Indeed, there is much truth to the words of Porter and Kramer. Today, when a company releases a new product to the market, it wishes to “broaden its market share,” or in simpler words “to steal” clients from other companies in the marketplace. But this is exactly the approach that led to the financial crisis to begin with! Rather than trying to gain profit at the expense of others, companies should compete to create the greatest benefit to the whole of society.

When signing a contract, a company owner should ponder: “Does everyone gain from the deal I am closing now?” If the contract truly benefits everyone, then everyone, including the owner of the company, will gain from it. After all, in today’s world, we are all interconnected, and each individual action makes an impact on us all.

Step Four: The New Kind of Companies and Businesses

It’s time to redefine business and financial success. A successful firm should be one that sells products to customers, pays decent wages to its employees (including pension, insurance, and vacations), and is founded on a balanced operation. A balanced operation means that the profits of a business cover all of its investments and expenses, but it does not profit beyond that.

In this way, the owners of such companies could afford to reduce the prices of their products to make the product affordable to many more people. If some profit still remains, it could be donated to a fund that helps guarantee that all people in the world have a good basic standard of living. To be sure, we are not talking about abstention or austerity. Quite the opposite, if all of the players change their financial mindset from maximum profit for themselves regardless of consequences, to earning as much as is required to live respectably, we will discover that the planet has many more resources to offer than we can actually use, and together all of us will prosper.

 

Much More Motivation and Satisfaction

How will owners of companies and their employees draw motivation to wake up in the morning and excel when no financial stimulus is involved? The answer is simple: The stimulus will stem from the new social standard—people and companies are appreciated according to their contribution to society. In this case, our natural urge to compete—with the benefit of society as our goal—will cause us to create a more just and equal society.

Let us clarify. Try to answer the following question: What do company owners gain by having additional zeros in their bank accounts? Do they actually use all the millions they have? Do they truly enjoy those added “zeros”? The satisfaction they draw from the zeros is purely conditional, dependent upon the sense of power and mainly respect that comes with wealth.

But what if company owners were to sense the same satisfaction they derive from excessive wealth, out of actions to benefit society? If society respected people who contribute to society and condemned people who exploited it, powerful people would naturally use their power to contribute to society, because we are all social beings and all of us, including company owners, are influenced by society. While this proposal may seem utopian, it can materialize if our environment begins to appreciate pro-social values.

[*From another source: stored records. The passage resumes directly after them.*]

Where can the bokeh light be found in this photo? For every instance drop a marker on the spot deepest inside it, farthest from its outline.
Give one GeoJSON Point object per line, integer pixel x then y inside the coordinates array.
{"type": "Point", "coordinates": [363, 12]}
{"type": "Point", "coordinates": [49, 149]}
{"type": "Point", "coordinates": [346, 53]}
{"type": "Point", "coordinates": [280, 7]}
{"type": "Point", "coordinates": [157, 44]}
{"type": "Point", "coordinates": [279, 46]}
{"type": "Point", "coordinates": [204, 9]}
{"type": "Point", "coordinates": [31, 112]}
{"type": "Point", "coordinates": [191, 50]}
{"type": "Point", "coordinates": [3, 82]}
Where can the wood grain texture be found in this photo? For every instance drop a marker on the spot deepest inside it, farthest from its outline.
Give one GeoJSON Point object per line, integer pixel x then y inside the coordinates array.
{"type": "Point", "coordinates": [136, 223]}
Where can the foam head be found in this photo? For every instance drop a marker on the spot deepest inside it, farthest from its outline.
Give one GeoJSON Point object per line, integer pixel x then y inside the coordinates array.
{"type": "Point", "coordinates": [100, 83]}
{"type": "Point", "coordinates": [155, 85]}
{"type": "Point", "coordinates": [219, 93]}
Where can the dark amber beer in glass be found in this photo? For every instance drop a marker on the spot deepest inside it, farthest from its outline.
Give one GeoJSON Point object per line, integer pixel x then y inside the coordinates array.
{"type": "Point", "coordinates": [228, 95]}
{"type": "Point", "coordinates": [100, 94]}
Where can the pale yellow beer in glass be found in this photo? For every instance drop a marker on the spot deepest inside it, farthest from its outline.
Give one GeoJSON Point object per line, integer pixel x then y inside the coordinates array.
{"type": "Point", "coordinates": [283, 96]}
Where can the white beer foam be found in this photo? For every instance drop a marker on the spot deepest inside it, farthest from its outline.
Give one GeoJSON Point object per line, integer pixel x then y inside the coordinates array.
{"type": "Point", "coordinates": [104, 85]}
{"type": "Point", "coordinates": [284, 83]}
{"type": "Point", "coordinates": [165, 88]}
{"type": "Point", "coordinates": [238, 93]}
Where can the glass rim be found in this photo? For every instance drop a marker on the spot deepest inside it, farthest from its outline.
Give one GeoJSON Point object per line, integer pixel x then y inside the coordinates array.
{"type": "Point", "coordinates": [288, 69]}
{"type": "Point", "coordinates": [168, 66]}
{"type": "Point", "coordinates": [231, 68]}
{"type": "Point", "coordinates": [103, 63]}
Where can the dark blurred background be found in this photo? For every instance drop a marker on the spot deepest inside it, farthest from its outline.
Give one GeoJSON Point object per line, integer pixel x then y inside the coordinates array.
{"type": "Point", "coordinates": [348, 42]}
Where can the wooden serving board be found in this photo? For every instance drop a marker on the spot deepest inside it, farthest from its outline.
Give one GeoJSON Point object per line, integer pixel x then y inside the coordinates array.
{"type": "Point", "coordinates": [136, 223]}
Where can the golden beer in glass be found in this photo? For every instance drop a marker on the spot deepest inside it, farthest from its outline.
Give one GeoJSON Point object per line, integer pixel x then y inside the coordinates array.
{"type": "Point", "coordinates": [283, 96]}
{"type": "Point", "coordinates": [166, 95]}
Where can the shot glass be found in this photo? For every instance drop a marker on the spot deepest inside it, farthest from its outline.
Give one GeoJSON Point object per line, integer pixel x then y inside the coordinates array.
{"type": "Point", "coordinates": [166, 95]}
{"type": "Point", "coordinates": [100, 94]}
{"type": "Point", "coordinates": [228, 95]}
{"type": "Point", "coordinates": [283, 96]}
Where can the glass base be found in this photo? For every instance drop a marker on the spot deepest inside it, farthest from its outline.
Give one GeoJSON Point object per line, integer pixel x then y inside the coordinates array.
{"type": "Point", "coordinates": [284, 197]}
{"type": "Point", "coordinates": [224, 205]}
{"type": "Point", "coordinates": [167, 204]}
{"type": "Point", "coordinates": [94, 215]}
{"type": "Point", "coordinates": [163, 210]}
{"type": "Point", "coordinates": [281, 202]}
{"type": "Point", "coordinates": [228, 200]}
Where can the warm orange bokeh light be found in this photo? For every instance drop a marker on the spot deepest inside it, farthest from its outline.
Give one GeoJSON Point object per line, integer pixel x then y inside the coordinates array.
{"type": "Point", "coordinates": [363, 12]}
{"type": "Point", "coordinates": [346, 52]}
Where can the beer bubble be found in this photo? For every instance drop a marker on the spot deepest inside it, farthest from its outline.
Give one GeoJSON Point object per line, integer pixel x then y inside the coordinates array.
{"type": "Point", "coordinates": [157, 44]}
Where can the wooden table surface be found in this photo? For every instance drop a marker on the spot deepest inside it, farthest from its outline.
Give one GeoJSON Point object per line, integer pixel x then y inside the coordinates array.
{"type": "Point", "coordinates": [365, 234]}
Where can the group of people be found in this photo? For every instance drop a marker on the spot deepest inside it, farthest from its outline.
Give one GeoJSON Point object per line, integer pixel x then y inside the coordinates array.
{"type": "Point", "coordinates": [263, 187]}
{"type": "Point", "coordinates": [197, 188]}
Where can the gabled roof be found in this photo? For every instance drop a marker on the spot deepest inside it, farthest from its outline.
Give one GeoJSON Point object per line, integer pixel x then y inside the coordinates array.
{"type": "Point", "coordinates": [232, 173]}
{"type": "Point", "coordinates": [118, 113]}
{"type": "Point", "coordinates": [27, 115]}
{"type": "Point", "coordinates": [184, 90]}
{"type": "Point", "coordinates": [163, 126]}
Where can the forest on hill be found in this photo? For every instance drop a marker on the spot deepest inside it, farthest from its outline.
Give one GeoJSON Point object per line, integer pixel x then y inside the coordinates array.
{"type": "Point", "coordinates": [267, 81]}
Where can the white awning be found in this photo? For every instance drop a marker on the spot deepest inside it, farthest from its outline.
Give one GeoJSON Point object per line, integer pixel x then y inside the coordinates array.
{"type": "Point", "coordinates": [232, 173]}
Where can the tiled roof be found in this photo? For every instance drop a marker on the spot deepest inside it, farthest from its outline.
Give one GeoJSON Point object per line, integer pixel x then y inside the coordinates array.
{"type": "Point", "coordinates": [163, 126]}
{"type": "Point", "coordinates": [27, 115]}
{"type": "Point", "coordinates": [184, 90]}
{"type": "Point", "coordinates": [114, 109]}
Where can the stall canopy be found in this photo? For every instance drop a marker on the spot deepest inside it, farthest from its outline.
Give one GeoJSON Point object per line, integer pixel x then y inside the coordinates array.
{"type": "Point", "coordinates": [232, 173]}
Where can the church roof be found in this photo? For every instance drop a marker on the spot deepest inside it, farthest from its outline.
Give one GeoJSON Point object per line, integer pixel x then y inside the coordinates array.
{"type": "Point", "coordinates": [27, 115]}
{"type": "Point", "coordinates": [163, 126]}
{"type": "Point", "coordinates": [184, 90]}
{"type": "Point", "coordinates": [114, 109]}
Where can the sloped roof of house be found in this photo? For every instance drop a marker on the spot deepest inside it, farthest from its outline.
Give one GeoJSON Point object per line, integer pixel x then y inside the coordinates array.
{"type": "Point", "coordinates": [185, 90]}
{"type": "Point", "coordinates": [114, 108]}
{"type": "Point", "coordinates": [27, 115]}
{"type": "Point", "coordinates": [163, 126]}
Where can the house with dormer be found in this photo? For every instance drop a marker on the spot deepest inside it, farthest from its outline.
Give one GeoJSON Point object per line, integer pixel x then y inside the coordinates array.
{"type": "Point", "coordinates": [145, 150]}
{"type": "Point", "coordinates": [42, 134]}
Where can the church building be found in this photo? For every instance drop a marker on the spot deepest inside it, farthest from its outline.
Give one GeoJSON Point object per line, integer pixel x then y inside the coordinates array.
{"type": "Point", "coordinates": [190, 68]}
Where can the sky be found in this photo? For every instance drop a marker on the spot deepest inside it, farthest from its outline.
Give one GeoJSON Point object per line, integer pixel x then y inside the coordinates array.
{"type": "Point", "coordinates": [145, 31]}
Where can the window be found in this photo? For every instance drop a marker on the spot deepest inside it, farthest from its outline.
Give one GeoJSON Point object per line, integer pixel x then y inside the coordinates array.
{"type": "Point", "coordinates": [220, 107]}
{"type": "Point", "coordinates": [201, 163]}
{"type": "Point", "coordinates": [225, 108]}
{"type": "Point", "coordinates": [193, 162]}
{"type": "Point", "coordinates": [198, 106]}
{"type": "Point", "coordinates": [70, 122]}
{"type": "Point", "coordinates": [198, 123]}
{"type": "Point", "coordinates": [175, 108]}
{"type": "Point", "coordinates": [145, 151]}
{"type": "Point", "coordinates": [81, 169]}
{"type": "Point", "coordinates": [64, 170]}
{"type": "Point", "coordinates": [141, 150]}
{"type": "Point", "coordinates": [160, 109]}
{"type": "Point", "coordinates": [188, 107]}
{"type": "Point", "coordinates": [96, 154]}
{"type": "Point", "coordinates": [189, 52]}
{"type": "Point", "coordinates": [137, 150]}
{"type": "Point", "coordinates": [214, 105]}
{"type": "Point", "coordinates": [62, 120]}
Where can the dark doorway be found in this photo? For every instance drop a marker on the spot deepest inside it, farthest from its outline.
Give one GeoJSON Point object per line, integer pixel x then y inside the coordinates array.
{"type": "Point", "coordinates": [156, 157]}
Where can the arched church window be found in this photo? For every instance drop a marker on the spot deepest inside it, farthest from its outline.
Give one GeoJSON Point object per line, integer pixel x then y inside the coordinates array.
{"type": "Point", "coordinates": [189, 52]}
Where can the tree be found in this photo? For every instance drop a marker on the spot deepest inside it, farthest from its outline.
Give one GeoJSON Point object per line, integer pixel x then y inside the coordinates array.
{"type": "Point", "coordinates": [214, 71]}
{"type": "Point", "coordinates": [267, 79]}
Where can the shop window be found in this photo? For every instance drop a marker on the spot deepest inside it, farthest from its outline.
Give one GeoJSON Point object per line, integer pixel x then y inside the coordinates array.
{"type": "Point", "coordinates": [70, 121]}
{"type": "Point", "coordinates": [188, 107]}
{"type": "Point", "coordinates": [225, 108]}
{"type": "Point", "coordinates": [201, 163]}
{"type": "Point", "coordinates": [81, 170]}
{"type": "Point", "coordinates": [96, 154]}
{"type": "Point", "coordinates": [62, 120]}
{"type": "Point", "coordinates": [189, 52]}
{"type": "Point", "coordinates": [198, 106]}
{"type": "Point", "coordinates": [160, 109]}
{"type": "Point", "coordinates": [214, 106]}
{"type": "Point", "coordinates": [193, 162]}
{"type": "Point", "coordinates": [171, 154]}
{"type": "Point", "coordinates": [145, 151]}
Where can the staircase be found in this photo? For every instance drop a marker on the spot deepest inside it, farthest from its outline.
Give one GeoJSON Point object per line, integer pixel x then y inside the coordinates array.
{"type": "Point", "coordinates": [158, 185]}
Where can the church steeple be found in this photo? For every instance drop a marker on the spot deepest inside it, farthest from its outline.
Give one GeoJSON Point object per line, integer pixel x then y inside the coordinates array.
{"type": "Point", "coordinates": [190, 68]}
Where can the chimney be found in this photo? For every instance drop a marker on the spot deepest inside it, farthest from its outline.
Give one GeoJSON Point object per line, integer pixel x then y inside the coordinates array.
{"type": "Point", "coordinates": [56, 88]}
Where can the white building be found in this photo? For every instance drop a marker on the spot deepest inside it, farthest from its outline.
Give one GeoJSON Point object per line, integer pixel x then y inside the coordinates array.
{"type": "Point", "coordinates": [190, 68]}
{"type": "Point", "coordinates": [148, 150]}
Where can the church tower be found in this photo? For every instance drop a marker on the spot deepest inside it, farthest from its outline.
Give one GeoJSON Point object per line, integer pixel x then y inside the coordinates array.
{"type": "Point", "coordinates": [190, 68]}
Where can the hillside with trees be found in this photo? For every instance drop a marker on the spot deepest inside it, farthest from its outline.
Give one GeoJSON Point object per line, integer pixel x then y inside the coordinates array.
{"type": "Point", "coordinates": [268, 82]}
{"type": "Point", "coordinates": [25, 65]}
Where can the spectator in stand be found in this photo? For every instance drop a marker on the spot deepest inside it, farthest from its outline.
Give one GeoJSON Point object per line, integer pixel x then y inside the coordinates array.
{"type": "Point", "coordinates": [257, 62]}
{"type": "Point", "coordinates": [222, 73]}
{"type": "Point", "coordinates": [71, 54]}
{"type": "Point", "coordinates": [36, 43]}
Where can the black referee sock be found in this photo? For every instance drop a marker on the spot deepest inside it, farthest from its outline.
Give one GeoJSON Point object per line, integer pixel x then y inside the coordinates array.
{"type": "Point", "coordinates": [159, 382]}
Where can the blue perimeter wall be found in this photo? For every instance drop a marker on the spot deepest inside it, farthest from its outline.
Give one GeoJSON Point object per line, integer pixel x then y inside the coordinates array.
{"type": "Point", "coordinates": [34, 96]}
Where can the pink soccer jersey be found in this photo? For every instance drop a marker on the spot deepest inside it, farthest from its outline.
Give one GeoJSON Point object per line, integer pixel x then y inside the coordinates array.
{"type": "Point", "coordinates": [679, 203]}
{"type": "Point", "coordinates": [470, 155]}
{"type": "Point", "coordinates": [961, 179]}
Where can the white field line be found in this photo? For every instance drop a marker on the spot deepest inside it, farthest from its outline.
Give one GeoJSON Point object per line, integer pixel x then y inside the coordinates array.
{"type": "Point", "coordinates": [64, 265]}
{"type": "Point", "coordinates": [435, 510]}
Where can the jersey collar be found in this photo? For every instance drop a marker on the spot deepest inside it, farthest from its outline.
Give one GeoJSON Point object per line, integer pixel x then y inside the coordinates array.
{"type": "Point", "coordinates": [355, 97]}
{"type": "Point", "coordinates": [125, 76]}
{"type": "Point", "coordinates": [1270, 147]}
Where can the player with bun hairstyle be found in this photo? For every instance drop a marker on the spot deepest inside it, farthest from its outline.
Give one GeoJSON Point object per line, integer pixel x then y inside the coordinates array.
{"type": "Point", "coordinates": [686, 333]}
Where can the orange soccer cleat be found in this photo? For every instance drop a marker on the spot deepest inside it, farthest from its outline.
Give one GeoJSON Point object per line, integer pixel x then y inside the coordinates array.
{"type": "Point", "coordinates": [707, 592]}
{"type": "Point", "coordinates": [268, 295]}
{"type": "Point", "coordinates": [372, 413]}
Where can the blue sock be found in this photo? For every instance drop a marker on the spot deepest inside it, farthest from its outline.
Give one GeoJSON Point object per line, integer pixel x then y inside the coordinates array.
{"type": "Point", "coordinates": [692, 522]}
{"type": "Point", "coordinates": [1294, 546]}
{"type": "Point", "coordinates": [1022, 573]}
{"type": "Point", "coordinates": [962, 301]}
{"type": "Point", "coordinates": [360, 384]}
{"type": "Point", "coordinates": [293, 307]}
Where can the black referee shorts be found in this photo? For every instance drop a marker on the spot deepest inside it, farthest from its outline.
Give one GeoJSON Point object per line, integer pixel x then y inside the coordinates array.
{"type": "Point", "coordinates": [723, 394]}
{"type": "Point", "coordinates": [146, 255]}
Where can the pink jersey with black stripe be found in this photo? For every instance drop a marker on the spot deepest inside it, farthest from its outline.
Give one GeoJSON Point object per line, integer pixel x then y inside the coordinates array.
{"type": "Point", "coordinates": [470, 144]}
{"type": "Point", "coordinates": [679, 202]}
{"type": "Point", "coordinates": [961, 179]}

The bottom line is that capitalism should remain capitalism, but instead of trampling each other, we should compete in contributing the most to society and creating the best and most qualitative products for the best price, so that as many people as possible can enjoy them. Sir Richard Layard’s article titled “Now is the time for a less selfish capitalism,” published March 11, 2009 in The Financial Times, summed up quite well the new approach we have suggested here, where he writes, “We do need a more humane brand of capitalism, based not only on better regulation but on better value. We do not need a society based on Darwinian competition between individuals. Beyond subsistence, the best experience any society can provide is the feeling that other people are on your side. That is the kind of capitalism we want.”